In reply to an earlier post on Oct 13, 2010 2:56:20 AM PDT
Last edited by the author on Oct 13, 2010 2:58:06 AM PDT
Robert Ruddy says:
Its true that raw foodists in an affluent society where one can purchase a wide range of raw foods, domestic and foreign along with modern conveniences to facilitate meal preparation, i.e. food processors, can survive on a raw food diet. This is the raw foodist's perfect world. Despite that, the raw foodist still faces physical problems due to deficiencies. I'd like to see how a raw foodist would make out in a less affluent country or better yet I'd like to see a raw foodist survive in the wilderness living only on what the local environment can provide.

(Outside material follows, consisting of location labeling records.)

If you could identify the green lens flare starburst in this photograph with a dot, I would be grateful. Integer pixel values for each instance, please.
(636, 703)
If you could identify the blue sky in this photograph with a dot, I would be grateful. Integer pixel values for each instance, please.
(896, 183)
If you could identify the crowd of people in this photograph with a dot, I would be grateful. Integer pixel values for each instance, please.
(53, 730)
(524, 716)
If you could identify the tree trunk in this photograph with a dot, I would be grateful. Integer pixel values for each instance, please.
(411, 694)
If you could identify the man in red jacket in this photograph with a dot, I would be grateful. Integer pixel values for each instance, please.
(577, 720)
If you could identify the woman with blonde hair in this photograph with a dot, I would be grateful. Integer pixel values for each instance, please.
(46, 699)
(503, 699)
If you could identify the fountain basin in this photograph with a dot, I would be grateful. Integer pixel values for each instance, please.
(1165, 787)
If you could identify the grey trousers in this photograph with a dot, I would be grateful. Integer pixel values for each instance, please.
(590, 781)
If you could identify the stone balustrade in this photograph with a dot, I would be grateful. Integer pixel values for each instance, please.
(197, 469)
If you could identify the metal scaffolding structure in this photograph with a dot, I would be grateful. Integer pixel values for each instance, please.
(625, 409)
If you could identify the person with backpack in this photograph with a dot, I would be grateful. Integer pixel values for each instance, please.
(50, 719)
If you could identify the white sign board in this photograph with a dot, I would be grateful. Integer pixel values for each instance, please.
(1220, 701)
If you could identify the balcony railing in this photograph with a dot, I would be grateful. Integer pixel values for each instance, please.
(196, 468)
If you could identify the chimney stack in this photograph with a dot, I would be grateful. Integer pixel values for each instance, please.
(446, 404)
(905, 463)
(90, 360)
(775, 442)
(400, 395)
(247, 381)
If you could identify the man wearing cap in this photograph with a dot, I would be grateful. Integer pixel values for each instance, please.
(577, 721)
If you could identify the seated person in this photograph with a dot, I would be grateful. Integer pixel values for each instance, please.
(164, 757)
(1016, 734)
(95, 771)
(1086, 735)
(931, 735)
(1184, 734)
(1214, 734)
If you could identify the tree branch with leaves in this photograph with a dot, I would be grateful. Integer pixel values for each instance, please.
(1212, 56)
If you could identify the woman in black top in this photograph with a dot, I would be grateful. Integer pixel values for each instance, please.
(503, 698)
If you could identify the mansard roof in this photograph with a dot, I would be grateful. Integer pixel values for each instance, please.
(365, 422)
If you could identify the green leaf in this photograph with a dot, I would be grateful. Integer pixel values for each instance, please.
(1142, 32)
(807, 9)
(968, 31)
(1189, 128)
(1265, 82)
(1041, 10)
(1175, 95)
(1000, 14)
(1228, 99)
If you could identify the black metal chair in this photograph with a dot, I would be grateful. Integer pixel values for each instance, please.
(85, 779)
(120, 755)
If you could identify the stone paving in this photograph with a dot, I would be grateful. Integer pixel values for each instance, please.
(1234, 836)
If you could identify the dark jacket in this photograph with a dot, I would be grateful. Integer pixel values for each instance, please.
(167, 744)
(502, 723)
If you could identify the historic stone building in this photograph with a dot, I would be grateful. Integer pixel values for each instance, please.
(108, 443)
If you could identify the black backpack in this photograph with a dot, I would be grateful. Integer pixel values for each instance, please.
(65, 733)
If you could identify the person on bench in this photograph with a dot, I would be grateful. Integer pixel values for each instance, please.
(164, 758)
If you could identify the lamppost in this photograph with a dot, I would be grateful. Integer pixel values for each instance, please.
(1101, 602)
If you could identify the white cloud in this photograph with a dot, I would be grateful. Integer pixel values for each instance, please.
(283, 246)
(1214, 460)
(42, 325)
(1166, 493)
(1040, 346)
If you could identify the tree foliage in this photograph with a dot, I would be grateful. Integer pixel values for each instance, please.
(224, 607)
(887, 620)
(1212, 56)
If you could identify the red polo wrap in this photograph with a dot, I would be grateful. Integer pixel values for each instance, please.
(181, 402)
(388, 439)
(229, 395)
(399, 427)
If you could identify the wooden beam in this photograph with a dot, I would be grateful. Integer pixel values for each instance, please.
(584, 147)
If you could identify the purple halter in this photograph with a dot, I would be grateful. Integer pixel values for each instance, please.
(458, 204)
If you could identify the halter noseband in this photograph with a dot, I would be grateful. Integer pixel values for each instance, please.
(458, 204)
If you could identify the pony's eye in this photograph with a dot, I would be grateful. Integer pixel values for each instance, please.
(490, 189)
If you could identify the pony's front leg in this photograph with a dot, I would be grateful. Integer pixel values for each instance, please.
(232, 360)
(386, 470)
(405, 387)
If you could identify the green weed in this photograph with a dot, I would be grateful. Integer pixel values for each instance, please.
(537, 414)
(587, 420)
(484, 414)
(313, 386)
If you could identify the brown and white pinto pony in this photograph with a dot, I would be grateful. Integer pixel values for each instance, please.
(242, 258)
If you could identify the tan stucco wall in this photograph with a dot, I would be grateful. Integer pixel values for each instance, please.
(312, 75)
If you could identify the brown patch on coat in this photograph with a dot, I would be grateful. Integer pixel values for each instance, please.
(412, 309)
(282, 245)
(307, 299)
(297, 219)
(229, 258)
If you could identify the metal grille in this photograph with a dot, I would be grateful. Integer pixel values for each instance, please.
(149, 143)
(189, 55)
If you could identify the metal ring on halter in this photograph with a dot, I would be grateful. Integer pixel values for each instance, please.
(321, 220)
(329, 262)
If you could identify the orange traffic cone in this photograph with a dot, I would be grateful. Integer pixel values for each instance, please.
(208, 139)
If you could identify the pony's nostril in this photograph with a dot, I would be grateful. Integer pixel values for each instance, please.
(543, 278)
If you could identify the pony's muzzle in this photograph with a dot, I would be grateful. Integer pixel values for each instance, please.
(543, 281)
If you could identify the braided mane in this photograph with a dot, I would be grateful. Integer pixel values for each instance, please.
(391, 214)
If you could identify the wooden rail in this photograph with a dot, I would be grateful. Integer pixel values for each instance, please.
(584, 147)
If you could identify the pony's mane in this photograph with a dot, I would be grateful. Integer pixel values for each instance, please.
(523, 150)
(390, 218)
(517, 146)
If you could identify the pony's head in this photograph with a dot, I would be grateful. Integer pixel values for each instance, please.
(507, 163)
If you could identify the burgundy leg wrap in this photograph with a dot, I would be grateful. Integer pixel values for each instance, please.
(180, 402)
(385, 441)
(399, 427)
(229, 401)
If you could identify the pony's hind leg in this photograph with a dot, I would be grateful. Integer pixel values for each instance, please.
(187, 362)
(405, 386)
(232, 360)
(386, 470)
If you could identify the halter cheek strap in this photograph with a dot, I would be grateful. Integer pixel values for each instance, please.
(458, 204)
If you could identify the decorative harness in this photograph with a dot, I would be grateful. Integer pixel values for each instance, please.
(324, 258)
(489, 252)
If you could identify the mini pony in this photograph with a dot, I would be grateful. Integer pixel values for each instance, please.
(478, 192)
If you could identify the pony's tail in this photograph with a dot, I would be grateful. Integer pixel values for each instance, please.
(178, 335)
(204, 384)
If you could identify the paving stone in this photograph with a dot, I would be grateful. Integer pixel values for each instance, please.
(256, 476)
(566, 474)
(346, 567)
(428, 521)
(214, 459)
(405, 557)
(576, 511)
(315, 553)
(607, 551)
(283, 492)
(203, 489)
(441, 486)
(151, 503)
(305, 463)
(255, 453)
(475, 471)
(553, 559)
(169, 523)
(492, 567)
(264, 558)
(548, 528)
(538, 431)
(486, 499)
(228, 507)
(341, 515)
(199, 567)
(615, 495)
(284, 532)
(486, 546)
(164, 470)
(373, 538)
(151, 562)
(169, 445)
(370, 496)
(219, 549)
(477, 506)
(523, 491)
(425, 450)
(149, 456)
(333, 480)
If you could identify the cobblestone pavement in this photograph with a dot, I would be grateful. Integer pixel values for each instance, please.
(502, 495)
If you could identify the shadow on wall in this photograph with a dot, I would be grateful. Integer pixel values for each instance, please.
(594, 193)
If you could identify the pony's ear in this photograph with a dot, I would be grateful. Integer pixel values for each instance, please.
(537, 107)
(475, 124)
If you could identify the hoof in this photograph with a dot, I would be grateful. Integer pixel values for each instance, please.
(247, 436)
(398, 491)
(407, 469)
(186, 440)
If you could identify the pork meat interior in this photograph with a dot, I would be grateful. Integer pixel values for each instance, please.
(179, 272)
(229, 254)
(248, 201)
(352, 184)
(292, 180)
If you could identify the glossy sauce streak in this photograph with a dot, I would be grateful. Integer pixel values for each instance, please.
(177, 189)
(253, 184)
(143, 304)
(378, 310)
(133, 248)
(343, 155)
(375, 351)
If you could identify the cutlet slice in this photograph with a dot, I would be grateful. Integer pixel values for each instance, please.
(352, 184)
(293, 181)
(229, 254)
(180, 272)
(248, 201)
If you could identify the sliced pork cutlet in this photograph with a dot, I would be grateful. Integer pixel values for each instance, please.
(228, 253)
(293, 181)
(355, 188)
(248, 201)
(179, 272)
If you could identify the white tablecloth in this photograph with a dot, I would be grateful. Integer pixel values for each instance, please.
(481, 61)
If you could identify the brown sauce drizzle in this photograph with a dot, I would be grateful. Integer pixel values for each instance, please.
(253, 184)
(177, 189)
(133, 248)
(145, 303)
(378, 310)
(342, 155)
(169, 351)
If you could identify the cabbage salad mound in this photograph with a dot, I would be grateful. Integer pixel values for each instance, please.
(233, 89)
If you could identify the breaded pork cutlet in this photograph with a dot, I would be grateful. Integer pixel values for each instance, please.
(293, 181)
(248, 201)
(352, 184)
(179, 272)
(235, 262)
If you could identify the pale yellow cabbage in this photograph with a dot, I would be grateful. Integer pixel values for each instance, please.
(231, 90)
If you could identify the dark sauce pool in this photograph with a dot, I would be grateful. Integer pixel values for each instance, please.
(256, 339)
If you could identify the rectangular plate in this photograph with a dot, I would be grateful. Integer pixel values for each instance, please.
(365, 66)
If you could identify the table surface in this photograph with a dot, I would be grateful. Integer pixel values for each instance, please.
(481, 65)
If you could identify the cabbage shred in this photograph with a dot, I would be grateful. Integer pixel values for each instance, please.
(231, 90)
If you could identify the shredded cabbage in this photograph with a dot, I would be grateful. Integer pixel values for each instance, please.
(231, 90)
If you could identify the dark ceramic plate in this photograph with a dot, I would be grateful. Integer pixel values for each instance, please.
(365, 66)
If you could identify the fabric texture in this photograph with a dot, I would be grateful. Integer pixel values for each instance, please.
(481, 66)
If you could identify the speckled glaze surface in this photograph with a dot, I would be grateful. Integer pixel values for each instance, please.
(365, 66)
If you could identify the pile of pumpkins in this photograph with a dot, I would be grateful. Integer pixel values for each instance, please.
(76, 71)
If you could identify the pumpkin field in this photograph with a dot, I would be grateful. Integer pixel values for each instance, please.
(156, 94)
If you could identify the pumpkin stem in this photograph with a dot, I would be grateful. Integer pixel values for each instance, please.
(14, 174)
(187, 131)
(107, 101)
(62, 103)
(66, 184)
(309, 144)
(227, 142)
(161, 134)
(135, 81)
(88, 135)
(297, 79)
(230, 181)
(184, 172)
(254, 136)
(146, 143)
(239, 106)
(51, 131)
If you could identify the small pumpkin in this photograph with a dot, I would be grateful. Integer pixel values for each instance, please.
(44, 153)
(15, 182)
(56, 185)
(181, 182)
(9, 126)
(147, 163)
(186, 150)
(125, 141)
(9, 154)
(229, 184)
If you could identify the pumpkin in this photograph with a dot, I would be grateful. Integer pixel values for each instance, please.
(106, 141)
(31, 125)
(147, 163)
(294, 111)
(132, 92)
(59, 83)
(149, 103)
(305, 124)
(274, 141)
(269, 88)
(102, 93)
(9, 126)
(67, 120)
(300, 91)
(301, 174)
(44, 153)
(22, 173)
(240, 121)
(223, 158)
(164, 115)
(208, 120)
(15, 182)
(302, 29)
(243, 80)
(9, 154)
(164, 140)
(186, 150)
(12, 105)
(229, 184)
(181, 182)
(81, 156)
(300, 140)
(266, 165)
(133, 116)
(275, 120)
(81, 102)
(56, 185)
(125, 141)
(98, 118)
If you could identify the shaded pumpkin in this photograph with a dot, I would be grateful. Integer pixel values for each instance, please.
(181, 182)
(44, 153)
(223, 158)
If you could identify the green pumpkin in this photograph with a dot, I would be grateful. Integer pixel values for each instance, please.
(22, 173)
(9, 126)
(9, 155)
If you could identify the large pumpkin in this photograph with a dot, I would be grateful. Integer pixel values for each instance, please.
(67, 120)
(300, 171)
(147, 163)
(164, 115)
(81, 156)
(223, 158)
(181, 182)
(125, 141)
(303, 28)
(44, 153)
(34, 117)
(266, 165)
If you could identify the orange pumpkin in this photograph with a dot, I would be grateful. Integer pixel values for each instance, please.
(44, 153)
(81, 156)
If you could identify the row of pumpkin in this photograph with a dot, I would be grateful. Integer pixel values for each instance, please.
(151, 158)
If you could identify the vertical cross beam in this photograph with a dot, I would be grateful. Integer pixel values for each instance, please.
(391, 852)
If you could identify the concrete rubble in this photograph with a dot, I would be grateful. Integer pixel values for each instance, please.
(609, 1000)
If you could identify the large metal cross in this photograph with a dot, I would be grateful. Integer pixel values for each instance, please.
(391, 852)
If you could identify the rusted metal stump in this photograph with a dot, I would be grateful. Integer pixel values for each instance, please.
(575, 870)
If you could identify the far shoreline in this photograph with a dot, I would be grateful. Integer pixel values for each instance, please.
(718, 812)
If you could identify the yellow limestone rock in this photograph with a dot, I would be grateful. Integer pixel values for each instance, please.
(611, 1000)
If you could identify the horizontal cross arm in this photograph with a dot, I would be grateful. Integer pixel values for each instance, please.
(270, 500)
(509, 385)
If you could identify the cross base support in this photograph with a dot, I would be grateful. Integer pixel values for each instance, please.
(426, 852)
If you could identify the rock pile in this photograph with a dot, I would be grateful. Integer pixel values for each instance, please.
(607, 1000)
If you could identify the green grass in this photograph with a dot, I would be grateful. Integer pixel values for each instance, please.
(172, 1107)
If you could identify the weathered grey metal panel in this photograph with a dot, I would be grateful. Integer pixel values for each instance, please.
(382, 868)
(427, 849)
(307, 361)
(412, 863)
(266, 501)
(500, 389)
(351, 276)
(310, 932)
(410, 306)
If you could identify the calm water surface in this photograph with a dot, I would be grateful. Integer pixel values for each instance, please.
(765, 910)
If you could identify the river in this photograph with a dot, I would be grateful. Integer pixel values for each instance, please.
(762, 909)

In reply to an earlier post on Jan 15, 2012 9:26:08 PM PST
Steven Smallwood says:
It is not the affluence of a region that allows for raw foodism. Here in South Korea, I have been a "raw foodist" for a year now, and I find it extremely difficult. The society offers the cutting edge as far as appliances go. The difficulty does not come from lack of tools, it comes from lack of produce. Cold climates are difficult to survive while eating only raw food. In the winter, I find myself eating mainly leafy greens and a small selection of mostly imported fruit (from the non-affluent countries). If I had the opportunity, I would live in a tropical climate, eating a diet of leafy greens, fruits, and occasionally insects. I am interested to know which deficiencies you are speaking of? I recently had blood panels done, out of curiosity, and I had no deficiencies. I supplement vitamin b12, and I supplement vitamin D in the winter. I only supplement b12 because there are no insects available to me. As a side note, did you know that the "in 1936 the U.S. congress found that 99% of Americans were deficient in some minerals?" Other than b-12 and vitamin D, it is clearly a fine option to eat only raw foods while having no nutritional deficiencies. Here, I will prove it-- this is an average day of raw food for me: http://nutritiondata.self.com/facts/recip
"Many people have heard that vegans are low in B-12. That's absolutely true. Meat-eaters are deficient, too. There is a minimum level of B-12 you need to survive and a maximum level that is optimal for long-term health. At the minimum level, (180-200 nano-grams of B-12), 80% of vegans are deficient, but 40% of meat eaters are deficient at these levels as well. When you look at optimal intake of B-12, (400 units in your blood), meat eaters are equally deficient. It is likely that 90% of meat eaters and vegans are deficient at optimal levels. The best thing for everyone is to take a B-12 supplement. When I was at Columbia Medical School in the 1960's, they did a study that found that 30% of people judged to have adequate B-12 levels (mostly meat-eaters), had dramatically positive responses to getting B-12 shots. Depression went away, and sense of wellbeing was reported in many study participants. Even in 1960's they knew that on average people are low in B-12. I just want to emphasize the point that everybody is low in B-12. It is a big problem."